Based merely on excise tax increase, and providing a maximum of 20 percent profit margin of dealers plus VAT on the selling price, the least affected will be cars priced below P800,000 because these cars’ prices will only increase by an estimated two percent. So a P600,000 vehicle should be about P612,000 after effecting the increased excise tax rates. (You can say that these cars are what the government is encouragin­g people to buy.)

The increase becomes more felt on vehicles priced above P800,000 to P1.6 million, as the estimated increase would range from above two percent to 10 percent. So your P1.2- million car can become P1.28 million – a bit of a pinch, but surmountab­le.

When you get to the premium segments, now we’re talking. Your P3-million vehicle becomes P3.8 million, and your P4.5-million vehicle becomes P6.4 million. It’s getting into the realm of unaffordab­ility. It will look worse for the real luxury vehicles as those selling for P7 million will now sell for P11.1 million. (These high-end car dealers are what the government may unwittingl­y kill as the high tax will drive down sales and business. Parallel importatio­n can and will simply happen.)

There are, of course, minimal ways to be competitiv­e. The high-end models can switch to more low-tech and less costly accessorie­s. But then the public begins to lose out on safety features and useful instrument­ations. The government loses out too on excise taxes that would have been collected on the high-end car sales if the excise tax increases were less prohibitiv­e.

Folks who buy these expensive vehicles are supposedly also the target of fuel tax increase. Assuming oil prices are constant for three years (wishful thinking), the price of unleaded gas would increase by an annual average of five percent over three years using the new excise tax rates, while diesel price will increase by an annual average of eight percent over the same threeyear period. Of course, the rest of the public, rich or poor, pays for the same amount for fuel.

This piece is not so much about contesting the tax burden on owning a vehicle or the oil tax that will hit the poor than it is about pushing for the alternativ­es:

1. There must be road systems that have allotted lanes for bicycles and motorcycle­s. If EDSA is too late (I hope it’s not), the government should look at the rest of Luzon and the rest of the VisMin to mandate this feature. The worst example is EDSA where the middle lane is designated for two-wheelers, which poses real danger to life and limb.

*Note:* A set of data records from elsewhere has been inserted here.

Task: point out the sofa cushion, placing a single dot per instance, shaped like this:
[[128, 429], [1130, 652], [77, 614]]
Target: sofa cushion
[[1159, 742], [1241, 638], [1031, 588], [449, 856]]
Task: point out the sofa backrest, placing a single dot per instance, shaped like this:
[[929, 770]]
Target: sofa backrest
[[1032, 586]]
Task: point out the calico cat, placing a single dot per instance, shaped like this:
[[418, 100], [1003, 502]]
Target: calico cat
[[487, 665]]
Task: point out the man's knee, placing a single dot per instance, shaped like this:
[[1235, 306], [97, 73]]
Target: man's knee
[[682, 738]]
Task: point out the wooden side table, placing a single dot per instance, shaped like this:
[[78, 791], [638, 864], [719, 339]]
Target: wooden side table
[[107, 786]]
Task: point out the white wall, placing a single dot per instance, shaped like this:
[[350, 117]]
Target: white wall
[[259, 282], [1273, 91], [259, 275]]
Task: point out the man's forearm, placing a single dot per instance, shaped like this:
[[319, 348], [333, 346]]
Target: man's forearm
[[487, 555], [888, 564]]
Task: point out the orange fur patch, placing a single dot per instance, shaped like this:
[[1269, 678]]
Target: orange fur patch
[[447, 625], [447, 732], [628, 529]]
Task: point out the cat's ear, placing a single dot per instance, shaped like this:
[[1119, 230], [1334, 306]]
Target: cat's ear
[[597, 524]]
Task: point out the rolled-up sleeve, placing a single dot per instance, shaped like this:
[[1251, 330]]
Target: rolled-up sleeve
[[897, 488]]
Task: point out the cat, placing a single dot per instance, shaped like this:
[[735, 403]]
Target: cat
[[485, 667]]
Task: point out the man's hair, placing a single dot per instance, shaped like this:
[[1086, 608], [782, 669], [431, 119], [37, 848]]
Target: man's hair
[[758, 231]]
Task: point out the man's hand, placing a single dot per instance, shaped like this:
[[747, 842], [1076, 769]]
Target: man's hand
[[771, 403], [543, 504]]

2. Clean the Pasig River and its tributarie­s. Don’t give up. Make river travel a more viable and pleasant public transport system, with accessible, functional terminals, populated by better-looking and worthy boats.

3. Incentiviz­e and further support electric vehicle developmen­t (we support gasoline stations as de facto recharging stations). Encourage partnershi­ps between solar technology companies and auto manufactur­ers to take advantage of the country’s popular sun light resource. All auto manufactur­ers should have an eco-friendly model.

The tax may not, but the necessity and the environmen­t may compel us to transition. That compulsion is a wave of self-preservati­on. It is unstoppabl­e, but the dividends are enormous if we fan the winds of change.